Als wäre sie zerbrechlich lege ich meine Hand ganz vorsichtig auf die Tür zu Beverlys Zimmer. Sie scheint warm zu sein, unter meiner Hand zu vibrieren, auch wenn ich weiß, dass es vollkommen unmöglich ist, schließlich ist die Tür aus hartem Holz. Ich zögere sie zu öffnen. Ich habe Angst, was ich sehen werde, wenn ich sie wirklich öffne. Soetwas kenne ich von mir nicht und es macht mich zusätzlich unsicher. Ich kann nicht mehr klar denken und das ist mir in all den Jahren beim Militär nie passiert. Nicht ein mal. Kein Zögern, keine zweiten oder gar dritten Gedankengänge dazu. Ich habe es einfach gemacht. Egal was das Risiko war. Und jetzt zittert meine Hand, als ich die Tür langsam öffne. Was passiert bloß mit mir? Das ist alles so verwirrend. Sobald die Tür offen ist, fällt mein Blick zuerst auf das Bett, das fast das ganze Zimmer auszufüllen scheint. Die Bettdecke hebt und senkt sich langsam, aber gleichmäßig und mein Blick, der sofort zu dem Monitor schnellt, verrät mir innerhab von sekunden, dass die sauerstoffsättigung in Ordnung ist. Zwar nicht optimal, aber in der Norm, genauso wie Puls und Blutdruck. Alles in ordnung. Erleichtert atme ich aus und merke da erst, dass ich die Luft angehalten hatte. Langsam gehe ich auf das Bett zu und lasse mich auf den Stuhl neben dem Bett sinken. An Beverlys Anblick hat sich nichts verändert. Noch immer ist sie so bleich wie das Kissen, auf dem sie liegt. „Oh Beverly", flüstere ich und nehme ihre Hand, ohne das ich es wirklich merke. Es passiert einfach. Sie ist so wunderschön. Ihr Haar liegt aufgefächert auf dem weißen Kissen. Es wirkt, als läge ihr Kopf in einem Meer aus flüssigem Feuer.

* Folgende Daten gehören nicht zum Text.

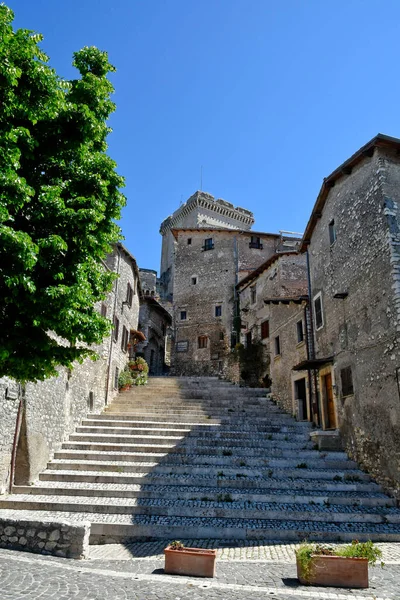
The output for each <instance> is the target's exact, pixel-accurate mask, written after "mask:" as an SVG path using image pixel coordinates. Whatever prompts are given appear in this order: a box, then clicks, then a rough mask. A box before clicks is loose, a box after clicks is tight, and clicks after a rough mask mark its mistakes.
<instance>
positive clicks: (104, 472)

Halt, was ..... Was.... denke ich denn da bloß? Das ist doch unsinn!

Ich würde gerne meinen Blick von ihr abwenden, aber ich kann es nicht. So sehr ich es auch können möchte, es geht nicht. Also bleibe ich hier bei ihr sitzen und sehe auf ihr wunderschönes, sanftes Gesicht und wünschte ich könnte denken, sie würde nur schlafen. Ich wünschte ich könnte einfach vergessen, dass sie krank ist, bewusstlos. Aber ich kann es nicht. Nicht für eine Sekunde.